Non solo. Da un altro studio condotto su 1000 studenti, sempre da Skuola.net, ben il 35% degli studenti intervistati ammette di aver mentito alla famiglia sul reale percorso di studi intrapreso. Tra quelli più recenti, ricordiamo Riccardo, il 26enne della Provincia di Padova che lo scorso Novembre, a bordo della sua auto si è andato a schiantare volutamente contro un albero, lo stesso giorno che avrebbe dovuto conseguire una laurea in Scienze Infermieristiche della cui discussione non c’era traccia. Come Riccardo, un altro giovane, questa volta di 23 anni, di origine abruzzesi, ad inizio Ottobre 2022, è stato ritrovato cadavere nel fiume Reno, a Bologna: anche lui aveva annunciato alla famiglia la data della laurea, ma era ben distante dalla fine del percorso. Motivazioni che hanno condotto all’estremo gesto anche uno studente iscritto al terzo anno di Medicina a Pavia che all’inizio della pausa estiva (25 Luglio), di fronte alla paura di non riuscire a restare in regola con gli esami, rischiando così di perdere la borsa di studio per il successivo anno accademico, compromettendo forse la sua permanenza nella città e di riflesso il suo percorso di studi, ha reagito togliendosi la vita all’interno dello studentato dove era ospitato, spiegando il suo gesto inviando una lettera al Rettore dell’Università.

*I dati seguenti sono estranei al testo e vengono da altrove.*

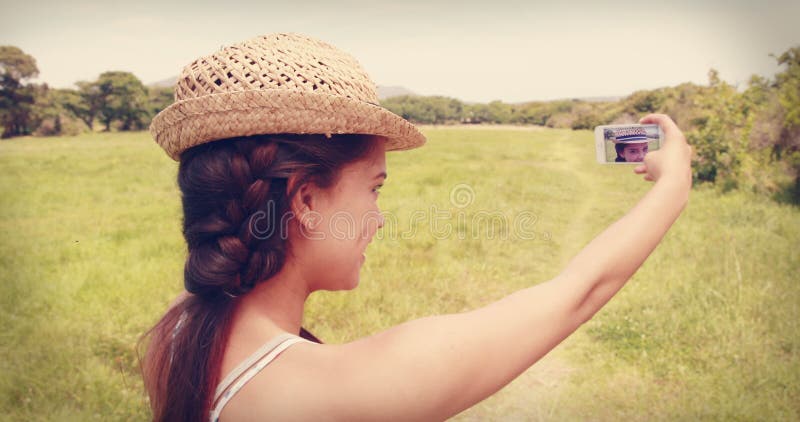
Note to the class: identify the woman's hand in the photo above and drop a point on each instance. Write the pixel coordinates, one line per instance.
(673, 159)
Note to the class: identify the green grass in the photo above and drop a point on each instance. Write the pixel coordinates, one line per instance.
(91, 254)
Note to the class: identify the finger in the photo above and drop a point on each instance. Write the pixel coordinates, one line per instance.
(666, 123)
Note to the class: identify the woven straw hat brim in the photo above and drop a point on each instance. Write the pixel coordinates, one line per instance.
(194, 121)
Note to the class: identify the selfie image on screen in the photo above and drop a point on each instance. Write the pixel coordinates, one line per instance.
(629, 144)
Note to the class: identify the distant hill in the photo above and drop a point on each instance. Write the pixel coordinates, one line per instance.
(165, 83)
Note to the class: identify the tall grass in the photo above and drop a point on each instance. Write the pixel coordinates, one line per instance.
(91, 254)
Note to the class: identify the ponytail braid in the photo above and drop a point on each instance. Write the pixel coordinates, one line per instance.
(235, 199)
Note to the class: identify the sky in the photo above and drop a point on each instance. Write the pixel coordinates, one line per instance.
(479, 51)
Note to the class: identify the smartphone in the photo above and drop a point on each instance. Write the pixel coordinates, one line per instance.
(624, 144)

Nuovamente i vertici di queste Istituzioni, che dovrebbero essere il luogo di aggregazione positiva e di crescita sia individuale che sociale, vengono interpellati sulla serietà della questione. Una preoccupazione che ci appare oggi, non più accettabile e che dovrebbe essere messa al centro delle problematiche del Ministero dell’Istruzione e del Merito, concedendo risorse e non effettuando tagli come previsto ( sono 3.86 i miliardi che verranno tagliati nei prossimi tre anni all’istruzione statale, a fronte di nuovi fondi disposti alle scuole paritarie ). Una preoccupazione che intanto è sicuramente al centro dei pensieri degli studenti, questa massa informe, spesso sottovalutata e non considerata che al contrario doverebbe avere più risonanza: “Ci viene chiesto perennemente – si legge da una lettera scritta da due colleghe della ragazza 19enne trovata morta alla Iulm di Milano il 1 Febbraio scorso – di ambire all’eccellenza, ci viene insegnato che il nostro valore dipende solo ed esclusivamente dai nostri voti. Questo sistema universitario continua e continuerà ad uccidere. Serve prevenire, serve costruire un sistema accademico ed universitario in grado di insegnarci che non siamo numeri, ma persone. Togliersi la vita non è dovuto ad una decisione momentanea. Non ci si impiega certo tre minuti. No, è il risultato di un carico che si porta da mesi, o anni, che la società ci butta addosso senza mai voltarsi indietro a controllare il nostro stato di salute. Non ci si può fermare mai. Siamo costretti a soddisfare delle aspettative, raggiungere dei numeri. Altrimenti sei lasciato indietro, fuori dal sistema, non vali abbastanza.”